Critérios para aplicação da Lei da Ficha Limpa
Brasília - A lei que impede a candidatura de pessoas com condenações por órgãos colegiados – a chamada Lei da Ficha Limpa – nasceu de uma iniciativa popular. A campanha, liderada pelo Movimento de Combate à Corrupção Eleitoral (MCCE), recolheu mais de dois milhões de assinaturas, número superior ao que determina a Constituição no caso de projetos deste tipo: 1% do eleitorado brasileiro distribuído por cinco estados, cada um com mais de 0,3% de seus eleitores.
O projeto chegou à Câmara, em setembro do ano passado, propondo alteração na Lei de Inelegibilidade, considerando a vida pregressa do candidato. O texto previa, inicialmente, a proibição da candidatura de políticos com condenações em primeira instância ou única instância ou em casos de denúncia recebida por órgão judicial colegiado. Mas, com base na presunção de inocência, para garantir a defesa do acusado e evitar perseguições políticas, o texto foi alterado na Câmara.

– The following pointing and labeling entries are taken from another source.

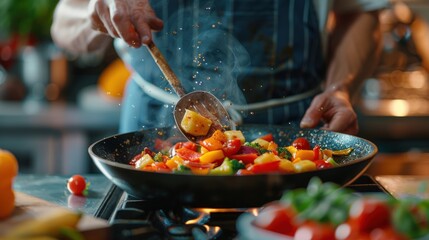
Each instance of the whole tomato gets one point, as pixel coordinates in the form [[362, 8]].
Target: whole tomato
[[77, 185]]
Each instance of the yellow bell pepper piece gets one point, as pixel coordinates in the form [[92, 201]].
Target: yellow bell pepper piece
[[263, 143], [304, 166], [144, 161], [233, 134], [212, 156], [286, 166]]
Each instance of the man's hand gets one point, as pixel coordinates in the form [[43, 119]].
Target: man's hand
[[131, 20], [335, 110]]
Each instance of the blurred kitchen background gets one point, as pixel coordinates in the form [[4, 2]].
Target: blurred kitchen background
[[53, 105]]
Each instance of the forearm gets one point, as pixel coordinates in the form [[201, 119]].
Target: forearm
[[355, 45], [71, 28]]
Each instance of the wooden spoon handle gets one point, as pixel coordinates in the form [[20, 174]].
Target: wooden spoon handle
[[165, 69]]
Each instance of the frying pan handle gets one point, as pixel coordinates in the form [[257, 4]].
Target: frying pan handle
[[165, 69]]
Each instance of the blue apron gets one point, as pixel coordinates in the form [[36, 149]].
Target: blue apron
[[245, 52]]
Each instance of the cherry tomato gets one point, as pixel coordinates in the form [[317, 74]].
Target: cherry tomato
[[369, 213], [301, 143], [315, 231], [278, 218], [77, 185]]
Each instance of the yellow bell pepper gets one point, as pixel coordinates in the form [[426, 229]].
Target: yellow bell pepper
[[212, 156]]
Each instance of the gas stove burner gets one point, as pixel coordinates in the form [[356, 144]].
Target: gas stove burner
[[132, 218]]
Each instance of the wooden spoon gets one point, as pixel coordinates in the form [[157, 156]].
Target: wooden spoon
[[201, 102]]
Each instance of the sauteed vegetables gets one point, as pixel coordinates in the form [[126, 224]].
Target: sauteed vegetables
[[229, 153]]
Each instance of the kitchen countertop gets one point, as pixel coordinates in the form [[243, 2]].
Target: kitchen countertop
[[52, 188]]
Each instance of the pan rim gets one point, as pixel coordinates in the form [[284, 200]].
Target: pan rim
[[94, 156]]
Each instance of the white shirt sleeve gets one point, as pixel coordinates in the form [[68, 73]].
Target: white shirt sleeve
[[344, 6]]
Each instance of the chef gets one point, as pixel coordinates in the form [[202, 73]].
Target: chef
[[270, 62]]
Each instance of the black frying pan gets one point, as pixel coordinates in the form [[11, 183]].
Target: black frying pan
[[112, 154]]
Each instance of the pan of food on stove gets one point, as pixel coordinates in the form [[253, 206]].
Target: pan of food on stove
[[245, 167]]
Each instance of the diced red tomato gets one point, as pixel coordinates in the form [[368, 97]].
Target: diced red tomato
[[301, 143], [245, 157], [278, 218], [268, 137], [265, 167], [198, 164], [188, 154], [212, 144], [160, 167], [231, 147], [135, 159], [315, 231], [317, 153]]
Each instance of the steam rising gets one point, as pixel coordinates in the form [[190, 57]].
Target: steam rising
[[203, 54]]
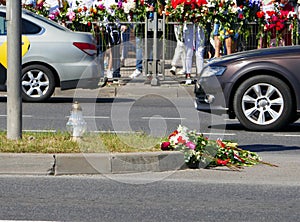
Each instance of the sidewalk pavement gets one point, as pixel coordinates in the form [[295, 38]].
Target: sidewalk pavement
[[167, 162], [122, 163], [106, 163]]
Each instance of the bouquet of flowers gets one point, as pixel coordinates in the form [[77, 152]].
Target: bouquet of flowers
[[200, 151], [194, 11]]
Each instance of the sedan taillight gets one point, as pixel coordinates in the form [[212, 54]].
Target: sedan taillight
[[90, 49]]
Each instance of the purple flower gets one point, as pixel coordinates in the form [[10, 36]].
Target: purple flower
[[190, 145], [120, 4]]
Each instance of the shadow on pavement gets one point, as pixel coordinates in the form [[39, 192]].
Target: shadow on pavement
[[295, 127], [268, 148]]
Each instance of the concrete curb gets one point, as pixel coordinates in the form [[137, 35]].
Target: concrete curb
[[91, 163]]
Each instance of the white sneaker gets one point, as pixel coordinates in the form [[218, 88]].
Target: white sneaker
[[181, 72], [109, 74], [135, 74], [173, 70]]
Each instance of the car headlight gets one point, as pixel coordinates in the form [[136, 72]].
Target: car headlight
[[212, 71]]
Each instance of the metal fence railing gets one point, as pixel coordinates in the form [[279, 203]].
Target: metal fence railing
[[166, 44]]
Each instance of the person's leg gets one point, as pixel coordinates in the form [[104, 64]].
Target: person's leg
[[125, 43], [139, 57], [176, 56], [228, 44], [139, 53], [217, 40], [200, 48], [189, 46], [116, 60]]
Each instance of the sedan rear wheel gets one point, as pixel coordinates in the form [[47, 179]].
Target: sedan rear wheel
[[38, 83], [263, 103]]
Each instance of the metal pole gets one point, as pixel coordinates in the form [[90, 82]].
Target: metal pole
[[14, 101], [154, 80]]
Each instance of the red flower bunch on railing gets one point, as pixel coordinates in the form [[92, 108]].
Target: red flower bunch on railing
[[194, 11]]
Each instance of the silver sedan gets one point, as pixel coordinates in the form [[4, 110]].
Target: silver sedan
[[56, 57]]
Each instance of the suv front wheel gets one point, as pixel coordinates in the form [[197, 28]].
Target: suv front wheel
[[263, 103]]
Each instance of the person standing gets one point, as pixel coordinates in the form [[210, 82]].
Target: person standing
[[179, 54], [139, 36], [194, 38]]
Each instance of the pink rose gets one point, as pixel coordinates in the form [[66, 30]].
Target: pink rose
[[165, 146]]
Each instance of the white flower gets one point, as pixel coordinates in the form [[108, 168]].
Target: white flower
[[129, 6]]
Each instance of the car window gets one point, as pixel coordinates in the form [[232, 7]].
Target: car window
[[3, 27], [29, 27], [48, 21]]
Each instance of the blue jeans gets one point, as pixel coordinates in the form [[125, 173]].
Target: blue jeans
[[139, 53]]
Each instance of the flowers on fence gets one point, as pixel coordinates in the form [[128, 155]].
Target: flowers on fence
[[195, 11], [201, 151], [231, 18]]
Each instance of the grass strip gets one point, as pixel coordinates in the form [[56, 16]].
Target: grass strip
[[61, 142]]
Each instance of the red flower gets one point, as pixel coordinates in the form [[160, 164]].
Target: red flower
[[201, 2], [260, 14], [270, 13], [165, 146], [222, 162], [180, 140], [220, 143], [174, 3]]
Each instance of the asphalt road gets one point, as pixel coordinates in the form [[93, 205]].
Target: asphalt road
[[191, 195], [259, 193], [154, 114]]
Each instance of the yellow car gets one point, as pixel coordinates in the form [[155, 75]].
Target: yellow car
[[56, 57]]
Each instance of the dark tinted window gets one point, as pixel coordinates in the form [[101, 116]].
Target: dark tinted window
[[27, 26], [2, 24]]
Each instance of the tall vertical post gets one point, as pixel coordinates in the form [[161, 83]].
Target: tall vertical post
[[155, 80], [14, 101]]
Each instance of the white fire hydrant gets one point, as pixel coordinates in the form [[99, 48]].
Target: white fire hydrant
[[76, 124]]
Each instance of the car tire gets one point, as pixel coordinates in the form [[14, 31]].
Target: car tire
[[263, 103], [38, 83]]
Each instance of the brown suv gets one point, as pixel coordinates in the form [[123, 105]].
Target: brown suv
[[260, 87]]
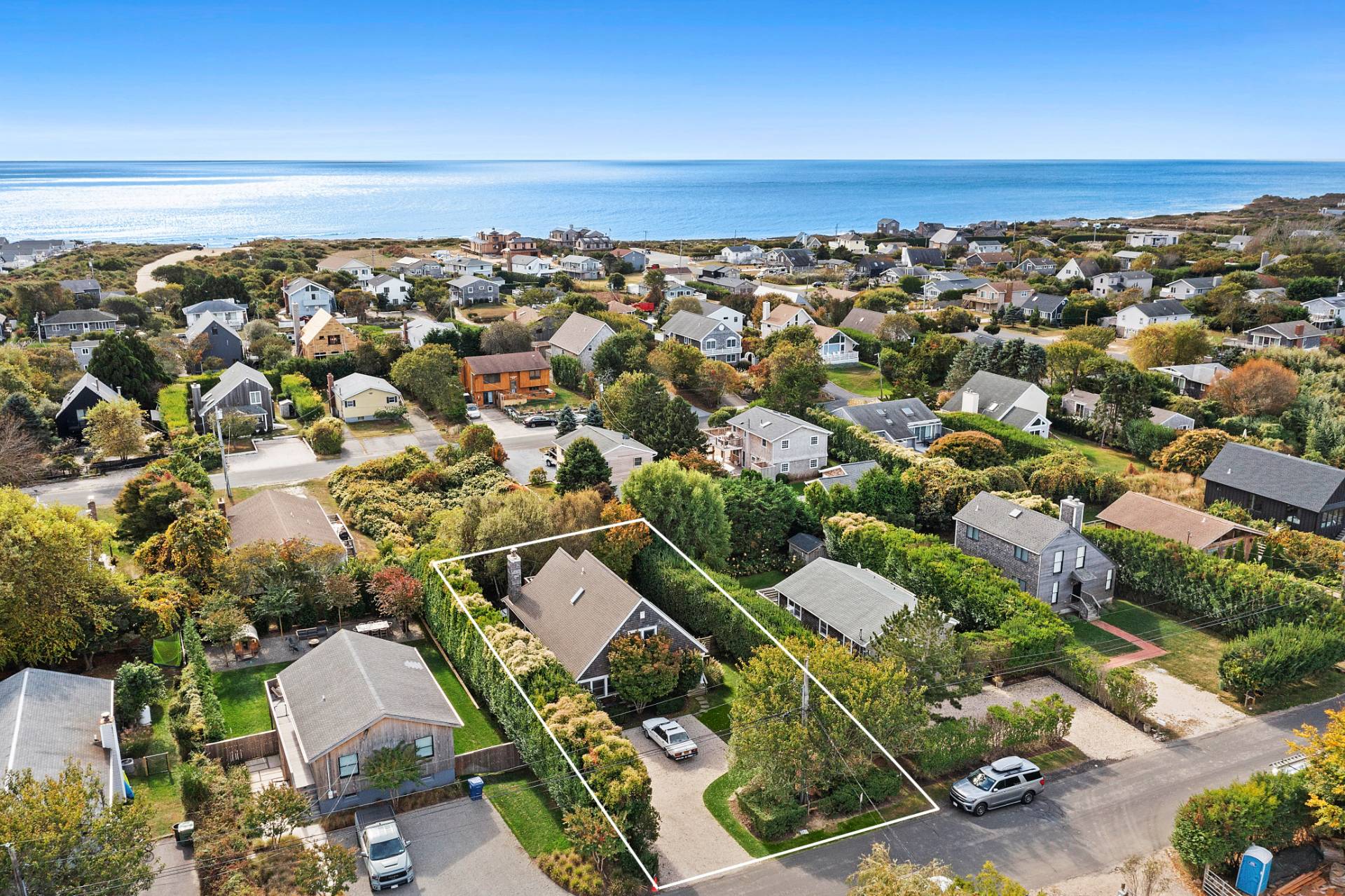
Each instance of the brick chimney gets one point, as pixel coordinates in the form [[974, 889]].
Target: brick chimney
[[514, 571], [1072, 513]]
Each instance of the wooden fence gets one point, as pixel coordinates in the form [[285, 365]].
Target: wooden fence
[[240, 750], [486, 760]]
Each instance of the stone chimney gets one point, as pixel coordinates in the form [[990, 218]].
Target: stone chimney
[[1072, 513], [514, 570]]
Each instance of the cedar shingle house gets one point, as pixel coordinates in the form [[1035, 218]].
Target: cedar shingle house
[[1194, 528], [1306, 495], [579, 607], [350, 697], [1049, 558], [839, 600]]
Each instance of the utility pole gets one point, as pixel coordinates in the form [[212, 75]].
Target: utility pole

A proposta, aprovada pelos deputados, proíbe a candidatura de pessoas com condenações por órgão colegiado – aquelas decididas por mais de um juiz ou desembargador. O projeto também aumenta para oito anos o prazo de inelegibilidade. E prevê o chamado efeito suspensivo: o candidato que não concordar com a decisão, pode pedir efeito suspensivo no Superior Tribunal de Justiça ou no Supremo Tribunal Federal, se já for parlamentar. Caso o efeito suspensivo seja concedido, a candidatura fica mantida, mas o processo a que responde passará a tramitar mais rapidamente.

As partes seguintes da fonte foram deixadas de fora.